Referenced in: none

Automatically associated channels: Kv10.1 , Slo1

Title: A novel leg-shaking Drosophila mutant defective in a voltage-gated K(+)current and hypersensitive to reactive oxygen species.

Authors: J W Wang, J M Humphreys, J P Phillips, A J Hilliker, C F Wu

Journal, date & volume: J. Neurosci., 2000 Aug 15 , 20, 5958-64

PubMed link: http://www.ncbi.nlm.nih.gov/pubmed/10934243

Abstract
1,1'-Dimethyl-4,4'-bipyridinium dichloride (methyl viologen; paraquat), an herbicide that causes depletion of NADPH and generates excessive reactive oxygen species (ROS) in vivo, has been used to screen for ROS-sensitive Drosophila mutants.
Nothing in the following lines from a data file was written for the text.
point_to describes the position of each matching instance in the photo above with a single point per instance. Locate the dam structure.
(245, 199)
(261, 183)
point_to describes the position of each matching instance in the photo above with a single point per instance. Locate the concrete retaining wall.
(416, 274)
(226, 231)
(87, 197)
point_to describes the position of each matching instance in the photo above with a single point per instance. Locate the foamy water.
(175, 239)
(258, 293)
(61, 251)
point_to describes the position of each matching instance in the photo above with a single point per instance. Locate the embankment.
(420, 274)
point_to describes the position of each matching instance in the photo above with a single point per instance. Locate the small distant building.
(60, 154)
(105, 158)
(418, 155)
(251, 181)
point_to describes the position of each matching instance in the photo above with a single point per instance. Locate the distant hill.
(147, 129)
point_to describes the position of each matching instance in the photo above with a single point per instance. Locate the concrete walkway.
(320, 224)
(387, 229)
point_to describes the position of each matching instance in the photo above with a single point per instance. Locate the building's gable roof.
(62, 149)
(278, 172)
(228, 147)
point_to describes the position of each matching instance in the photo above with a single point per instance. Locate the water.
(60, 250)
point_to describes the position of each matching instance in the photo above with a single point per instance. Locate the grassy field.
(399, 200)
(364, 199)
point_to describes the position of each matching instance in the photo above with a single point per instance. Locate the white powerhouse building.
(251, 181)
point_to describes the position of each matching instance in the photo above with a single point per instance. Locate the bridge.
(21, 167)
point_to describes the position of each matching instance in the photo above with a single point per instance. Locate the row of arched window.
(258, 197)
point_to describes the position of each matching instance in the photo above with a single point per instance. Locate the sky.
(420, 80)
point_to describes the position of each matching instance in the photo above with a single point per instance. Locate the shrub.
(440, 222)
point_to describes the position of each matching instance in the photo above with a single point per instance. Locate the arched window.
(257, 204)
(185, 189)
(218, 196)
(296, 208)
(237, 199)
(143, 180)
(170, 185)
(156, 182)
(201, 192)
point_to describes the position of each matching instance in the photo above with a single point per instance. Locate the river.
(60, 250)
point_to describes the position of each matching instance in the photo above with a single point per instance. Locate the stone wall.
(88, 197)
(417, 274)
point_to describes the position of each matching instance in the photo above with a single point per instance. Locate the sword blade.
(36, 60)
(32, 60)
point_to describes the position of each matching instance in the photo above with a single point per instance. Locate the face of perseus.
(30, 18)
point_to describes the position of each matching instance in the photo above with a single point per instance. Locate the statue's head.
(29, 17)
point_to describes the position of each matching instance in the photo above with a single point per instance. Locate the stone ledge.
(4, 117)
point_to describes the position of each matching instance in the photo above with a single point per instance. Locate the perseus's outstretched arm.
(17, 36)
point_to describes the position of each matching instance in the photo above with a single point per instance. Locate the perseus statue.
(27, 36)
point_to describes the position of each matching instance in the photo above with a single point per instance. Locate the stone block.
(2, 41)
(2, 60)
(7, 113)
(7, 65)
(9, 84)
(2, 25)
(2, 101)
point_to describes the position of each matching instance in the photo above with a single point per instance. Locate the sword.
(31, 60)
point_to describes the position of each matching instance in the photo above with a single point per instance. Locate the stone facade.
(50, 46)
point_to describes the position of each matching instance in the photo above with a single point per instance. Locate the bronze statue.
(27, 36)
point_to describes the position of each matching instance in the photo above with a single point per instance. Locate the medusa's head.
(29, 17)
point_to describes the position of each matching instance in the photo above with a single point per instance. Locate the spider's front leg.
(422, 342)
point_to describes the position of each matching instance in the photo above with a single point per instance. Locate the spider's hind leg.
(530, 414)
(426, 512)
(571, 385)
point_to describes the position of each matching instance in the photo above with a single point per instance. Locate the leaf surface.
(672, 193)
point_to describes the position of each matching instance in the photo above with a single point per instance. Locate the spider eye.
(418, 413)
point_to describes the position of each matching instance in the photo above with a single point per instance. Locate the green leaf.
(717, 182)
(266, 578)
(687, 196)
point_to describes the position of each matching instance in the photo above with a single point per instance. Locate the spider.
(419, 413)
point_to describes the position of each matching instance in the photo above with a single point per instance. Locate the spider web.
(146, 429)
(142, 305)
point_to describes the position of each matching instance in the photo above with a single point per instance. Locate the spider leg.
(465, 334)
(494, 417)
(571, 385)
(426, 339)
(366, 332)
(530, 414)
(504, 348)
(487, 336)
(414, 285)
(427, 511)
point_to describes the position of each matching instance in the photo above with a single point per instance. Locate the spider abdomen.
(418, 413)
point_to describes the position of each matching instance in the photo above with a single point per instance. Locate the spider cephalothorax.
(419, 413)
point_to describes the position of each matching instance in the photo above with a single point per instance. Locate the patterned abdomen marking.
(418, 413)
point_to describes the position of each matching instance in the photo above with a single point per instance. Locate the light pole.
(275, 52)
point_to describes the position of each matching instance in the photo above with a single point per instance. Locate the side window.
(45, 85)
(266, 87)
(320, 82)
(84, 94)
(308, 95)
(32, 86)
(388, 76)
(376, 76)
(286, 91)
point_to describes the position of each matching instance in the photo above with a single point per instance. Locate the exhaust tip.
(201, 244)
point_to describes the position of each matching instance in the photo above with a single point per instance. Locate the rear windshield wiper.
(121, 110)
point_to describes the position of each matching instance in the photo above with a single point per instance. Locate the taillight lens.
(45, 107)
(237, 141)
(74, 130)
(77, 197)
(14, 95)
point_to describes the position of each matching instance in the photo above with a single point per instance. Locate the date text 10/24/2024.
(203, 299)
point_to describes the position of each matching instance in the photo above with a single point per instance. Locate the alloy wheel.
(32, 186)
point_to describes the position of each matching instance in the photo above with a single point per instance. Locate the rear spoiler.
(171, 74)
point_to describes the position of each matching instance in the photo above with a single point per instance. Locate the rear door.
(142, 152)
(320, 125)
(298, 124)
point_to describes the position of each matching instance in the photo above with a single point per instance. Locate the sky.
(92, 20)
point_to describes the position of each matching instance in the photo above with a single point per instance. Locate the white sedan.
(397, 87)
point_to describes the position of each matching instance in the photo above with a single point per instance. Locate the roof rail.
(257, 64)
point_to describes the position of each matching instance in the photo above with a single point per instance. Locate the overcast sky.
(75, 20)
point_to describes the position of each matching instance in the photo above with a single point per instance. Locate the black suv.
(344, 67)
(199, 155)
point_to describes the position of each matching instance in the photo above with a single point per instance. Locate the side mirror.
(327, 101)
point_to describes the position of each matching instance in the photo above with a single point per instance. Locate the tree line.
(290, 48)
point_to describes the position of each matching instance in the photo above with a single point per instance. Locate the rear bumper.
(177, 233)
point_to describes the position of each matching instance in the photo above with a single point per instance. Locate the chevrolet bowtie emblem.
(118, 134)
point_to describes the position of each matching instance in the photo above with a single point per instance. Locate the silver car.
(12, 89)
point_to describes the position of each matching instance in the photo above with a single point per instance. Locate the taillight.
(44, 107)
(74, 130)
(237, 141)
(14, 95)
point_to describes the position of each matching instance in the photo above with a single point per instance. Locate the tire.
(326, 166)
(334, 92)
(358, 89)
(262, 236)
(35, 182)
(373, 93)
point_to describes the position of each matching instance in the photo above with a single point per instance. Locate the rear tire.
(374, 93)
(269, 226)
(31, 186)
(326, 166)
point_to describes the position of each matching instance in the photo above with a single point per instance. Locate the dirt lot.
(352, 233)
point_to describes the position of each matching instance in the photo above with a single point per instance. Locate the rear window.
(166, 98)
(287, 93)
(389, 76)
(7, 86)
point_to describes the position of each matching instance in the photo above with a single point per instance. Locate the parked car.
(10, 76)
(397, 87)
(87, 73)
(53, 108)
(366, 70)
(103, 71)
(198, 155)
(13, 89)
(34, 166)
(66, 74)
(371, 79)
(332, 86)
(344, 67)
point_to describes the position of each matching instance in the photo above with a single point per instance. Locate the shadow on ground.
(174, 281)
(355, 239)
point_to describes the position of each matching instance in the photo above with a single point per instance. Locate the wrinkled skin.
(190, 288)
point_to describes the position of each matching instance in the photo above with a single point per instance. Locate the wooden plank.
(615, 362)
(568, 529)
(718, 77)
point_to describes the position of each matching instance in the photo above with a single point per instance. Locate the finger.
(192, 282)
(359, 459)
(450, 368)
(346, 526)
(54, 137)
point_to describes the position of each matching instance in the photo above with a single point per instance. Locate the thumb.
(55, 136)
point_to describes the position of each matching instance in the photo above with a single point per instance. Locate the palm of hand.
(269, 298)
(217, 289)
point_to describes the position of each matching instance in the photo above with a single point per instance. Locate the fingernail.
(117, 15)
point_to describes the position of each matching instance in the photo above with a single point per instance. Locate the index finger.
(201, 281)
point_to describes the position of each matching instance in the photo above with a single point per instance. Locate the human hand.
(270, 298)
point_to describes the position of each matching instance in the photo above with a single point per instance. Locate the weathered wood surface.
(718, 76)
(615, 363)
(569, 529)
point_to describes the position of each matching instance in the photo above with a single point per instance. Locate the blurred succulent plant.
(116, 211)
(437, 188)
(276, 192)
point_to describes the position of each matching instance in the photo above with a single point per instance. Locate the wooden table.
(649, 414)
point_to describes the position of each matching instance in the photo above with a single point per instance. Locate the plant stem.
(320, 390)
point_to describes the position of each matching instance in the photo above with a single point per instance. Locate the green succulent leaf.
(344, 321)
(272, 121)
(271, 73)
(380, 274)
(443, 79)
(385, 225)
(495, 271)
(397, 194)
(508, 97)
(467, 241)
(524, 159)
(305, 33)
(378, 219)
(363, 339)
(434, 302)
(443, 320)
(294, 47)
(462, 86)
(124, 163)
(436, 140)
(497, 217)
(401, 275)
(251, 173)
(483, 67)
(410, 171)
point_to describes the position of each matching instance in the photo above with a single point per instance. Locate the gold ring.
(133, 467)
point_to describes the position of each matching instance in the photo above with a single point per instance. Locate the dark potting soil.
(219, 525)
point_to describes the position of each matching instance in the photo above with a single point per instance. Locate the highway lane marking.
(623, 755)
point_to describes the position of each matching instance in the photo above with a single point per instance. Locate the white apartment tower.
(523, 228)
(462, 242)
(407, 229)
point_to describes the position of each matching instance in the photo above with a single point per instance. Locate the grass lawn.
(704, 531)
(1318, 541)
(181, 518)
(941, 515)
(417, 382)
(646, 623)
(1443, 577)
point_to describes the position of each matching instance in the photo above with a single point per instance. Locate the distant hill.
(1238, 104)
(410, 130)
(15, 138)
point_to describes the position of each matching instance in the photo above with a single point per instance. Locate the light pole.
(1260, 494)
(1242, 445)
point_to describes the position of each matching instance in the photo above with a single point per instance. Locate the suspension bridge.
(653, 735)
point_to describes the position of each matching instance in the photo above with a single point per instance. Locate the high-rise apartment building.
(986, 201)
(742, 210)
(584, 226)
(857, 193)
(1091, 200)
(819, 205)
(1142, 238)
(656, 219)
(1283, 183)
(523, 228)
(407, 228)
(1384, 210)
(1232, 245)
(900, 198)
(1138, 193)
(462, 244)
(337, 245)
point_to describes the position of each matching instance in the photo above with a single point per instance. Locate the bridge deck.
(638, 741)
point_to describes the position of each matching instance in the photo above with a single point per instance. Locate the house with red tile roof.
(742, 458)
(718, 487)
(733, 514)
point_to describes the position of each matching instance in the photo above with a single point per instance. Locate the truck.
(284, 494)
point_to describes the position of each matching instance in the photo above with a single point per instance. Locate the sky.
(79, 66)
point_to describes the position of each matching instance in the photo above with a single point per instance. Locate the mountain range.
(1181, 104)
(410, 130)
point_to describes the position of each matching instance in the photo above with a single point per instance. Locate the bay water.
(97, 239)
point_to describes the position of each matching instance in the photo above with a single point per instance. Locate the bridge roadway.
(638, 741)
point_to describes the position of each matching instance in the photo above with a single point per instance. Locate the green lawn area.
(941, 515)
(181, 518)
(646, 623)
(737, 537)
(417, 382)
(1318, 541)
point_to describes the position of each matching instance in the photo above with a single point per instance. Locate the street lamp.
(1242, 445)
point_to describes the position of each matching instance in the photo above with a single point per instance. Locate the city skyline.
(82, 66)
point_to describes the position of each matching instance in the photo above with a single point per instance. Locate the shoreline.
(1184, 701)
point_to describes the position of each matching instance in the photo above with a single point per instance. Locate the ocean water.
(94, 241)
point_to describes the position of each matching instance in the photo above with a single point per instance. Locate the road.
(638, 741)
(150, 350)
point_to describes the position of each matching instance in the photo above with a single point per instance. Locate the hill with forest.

One mutant so isolated, named quiver(1) (qvr(1)), has a leg-shaking phenotype. Mutants of the Shaker (Sh), Hyperkinetic (Hk), and ether a go-go (eag) genes, which encode different K(+) channel subunits that regulate the A-type K(+) current (I(A)) in different ways, exhibit leg shaking under ether anesthesia and have heightened metabolic rates and shortened life spans. We found that Sh, Hk, and eag mutant flies were all hypersensitive to paraquat. Double-mutant combinations among the three channel mutations and qvr(1) had drastically enhanced sensitivity to paraquat. Synaptic transmission at the larval neuromuscular junction was increased in the qvr(1) mutant to the level of Sh mutants. Similar to eag Sh double mutants, double mutants of eag and qvr(1) showed striking enhancement in synaptic transmission and a wings-down phenotype, the hallmarks of extreme hyperexcitability. Voltage-clamp experiments demonstrated that the qvr(1) mutation specifically disrupted the Sh-dependent I(A) current without altering the other currents [I(K), Ca(2+)-activated fast (I(CF)) and slow (I(CS)) currents, and I(Ca)] in larval muscles. Several deficiency strains of the qvr locus failed to complement qvr(1) and confirmed that ether-induced leg shaking, reduced I(A) current, and paraquat hypersensitivity map to the same locus. Our results suggest that the qvr gene may encode a novel K(+) channel-related polypeptide and indicate a strong link between a voltage-activated K(+) current and vulnerability to ROS.